Non possiamo peraltro dimenticare che sono oltre 3 miliardi le persone che oggi non hanno accesso all’energia. Dal punto di vista globale, la gestione della transizione energetica è un’operazione molto complessa perché si incrocia con la struttura del sistema economico internazionale e con il futuro dell’umanità.

Per questo occorre investire in ricerca e tecnologie sulle nuove energie. Bisogna farlo ora, senza esitazioni.

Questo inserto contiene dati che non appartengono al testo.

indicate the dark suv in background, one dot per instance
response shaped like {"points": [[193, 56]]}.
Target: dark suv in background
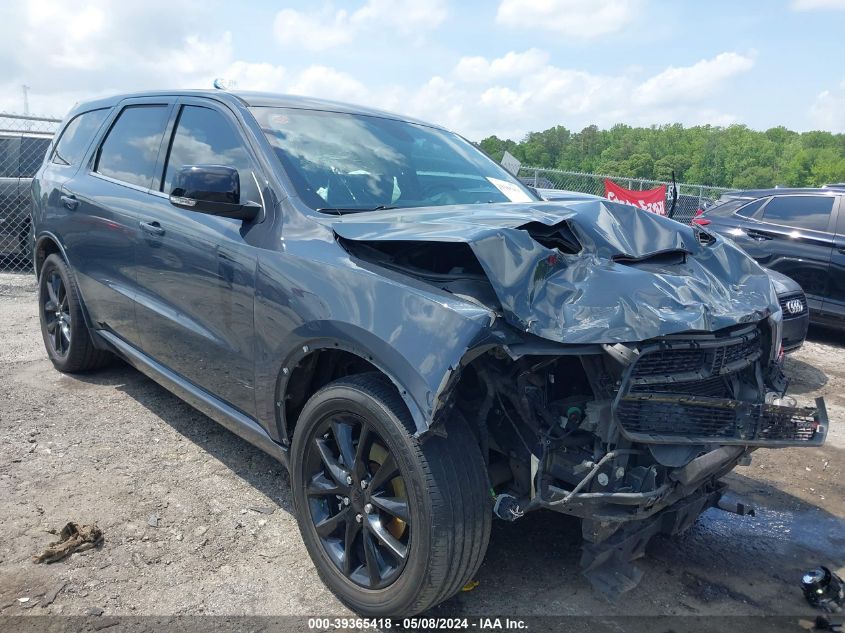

Come per l’emergenza pandemica la comunità internazionale ha reagito modificando comportamenti radicati, impiegando solo otto mesi per le autorizzazioni regolatorie del vaccino, così ora c’è bisogno di una grande coalizione mondiale per realizzare in otto anni un salto tecnologico di dimensioni epocali nella produzione di nuove fonti energetiche, accelerando il percorso verso la fusione nucleare.

In conclusione, Michael Spence ha messo in evidenza che, se nel breve periodo esiste un trade off tra crescita economica e sostenibilità ambientale, nel lungo periodo invece questi due elementi diventano inevitabilmente alleati, modificando radicalmente le coordinate con le quali i sistemi produttivi affronteranno la questione dello sviluppo economico.

Proprio sulla diversificazione energetica si gioca una partita decisiva per il futuro: non potrà essere lasciata al mercato, ma dovrà essere guidata dalle politiche pubbliche, anche in un concerto multilaterale per poter ridurre i tempi di attraversamento di una transizione che non può più ormai, per diverse ragioni, essere rimandata: sono tanti gli elementi – dalla crisi climatica alle ragioni geo-politiche – che spingono verso una centralità di tale questione nell’assetto internazionale.